I've had a fab time with this, and so has my son (14) for whom I printed a separate copy. He assiduously followed the instructions and highlighted only the given words until the proper time; I spotted what was going on in #4 and completed it, then was on the lookout (but couldn't do them all until #0). On the other hand, he noticed the reason for the doodle on page 10 and had to tell me, and he quickly got what the codes at the bottom were (which I didn't twig to at all, despite it being really obvious in retrospect, especially on #11! Which made #1 a lot harder).
I am in favour of the with-zero version, which we used: the confirmation of the suspected rules is very helpful.
(But on that note, perhaps a bug? v1.17 had a total of 150 for the with-zero version but v1.19 landscape (ie with zero) has a total of 144.)
I like the new checkbox at the end; I do think it's a good idea to let the user know they've seen "the ending". I do The Listener cryptic crossword, and there's often an endgame that involves highlighting something or writing something below the grid, to wrap everything up nicely, and it's very satisfying.

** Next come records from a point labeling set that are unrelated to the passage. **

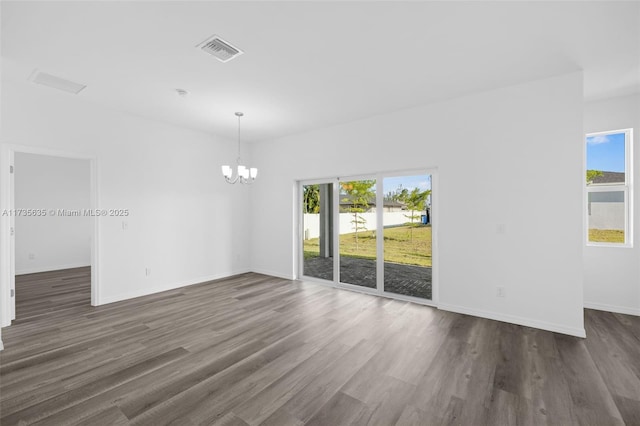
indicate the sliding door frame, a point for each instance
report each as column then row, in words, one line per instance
column 379, row 290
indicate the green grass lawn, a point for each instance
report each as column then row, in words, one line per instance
column 606, row 235
column 398, row 245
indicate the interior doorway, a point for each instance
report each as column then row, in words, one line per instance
column 50, row 225
column 52, row 233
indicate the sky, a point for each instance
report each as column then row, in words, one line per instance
column 392, row 183
column 606, row 152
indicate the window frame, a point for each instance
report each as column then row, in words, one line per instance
column 626, row 188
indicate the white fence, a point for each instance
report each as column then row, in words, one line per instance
column 312, row 222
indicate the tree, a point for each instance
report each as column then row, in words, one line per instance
column 311, row 198
column 358, row 195
column 415, row 201
column 592, row 174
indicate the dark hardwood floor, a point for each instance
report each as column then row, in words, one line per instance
column 254, row 349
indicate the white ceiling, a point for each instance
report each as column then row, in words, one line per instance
column 313, row 64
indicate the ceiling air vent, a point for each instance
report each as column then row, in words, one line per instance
column 221, row 49
column 56, row 82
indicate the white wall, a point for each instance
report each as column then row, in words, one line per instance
column 187, row 225
column 499, row 154
column 51, row 241
column 612, row 274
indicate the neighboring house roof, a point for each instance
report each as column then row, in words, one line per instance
column 608, row 178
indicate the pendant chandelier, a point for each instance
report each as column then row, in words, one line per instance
column 245, row 175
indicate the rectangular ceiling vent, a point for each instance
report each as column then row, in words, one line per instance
column 56, row 82
column 221, row 49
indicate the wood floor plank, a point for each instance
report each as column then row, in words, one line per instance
column 253, row 349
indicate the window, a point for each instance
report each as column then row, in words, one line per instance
column 608, row 183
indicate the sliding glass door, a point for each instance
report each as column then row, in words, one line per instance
column 358, row 226
column 317, row 231
column 407, row 235
column 373, row 233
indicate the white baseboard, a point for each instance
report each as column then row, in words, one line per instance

Would there be any value in having the checkbox text be (eg, apologies for how hackneyed it sounds) "The word searches are done / _______" and a box or line intended for the player to write the final message on. That idea could be terrible, ignore it at will and you're obviously a better designer; the idea is that more than a score or checkbox, the player is asked to enter the final thing that it's all been building up to, and the context (and the cheap rhyme) confirms that it's the right thing to have written.
My own journey at the end involved not noticing the meanings of the even-numbered leftovers and thinking it was all a bit random, until I revisited it and read #4's item in the grid "incorrectly". Fortunately that quickly got me to the end.
Anyway, loved it, great work and well done on finding so many fun things to do around the word search concept. I've been spreading the word among my peers. Oh, and I came here from the Thinky Awards too.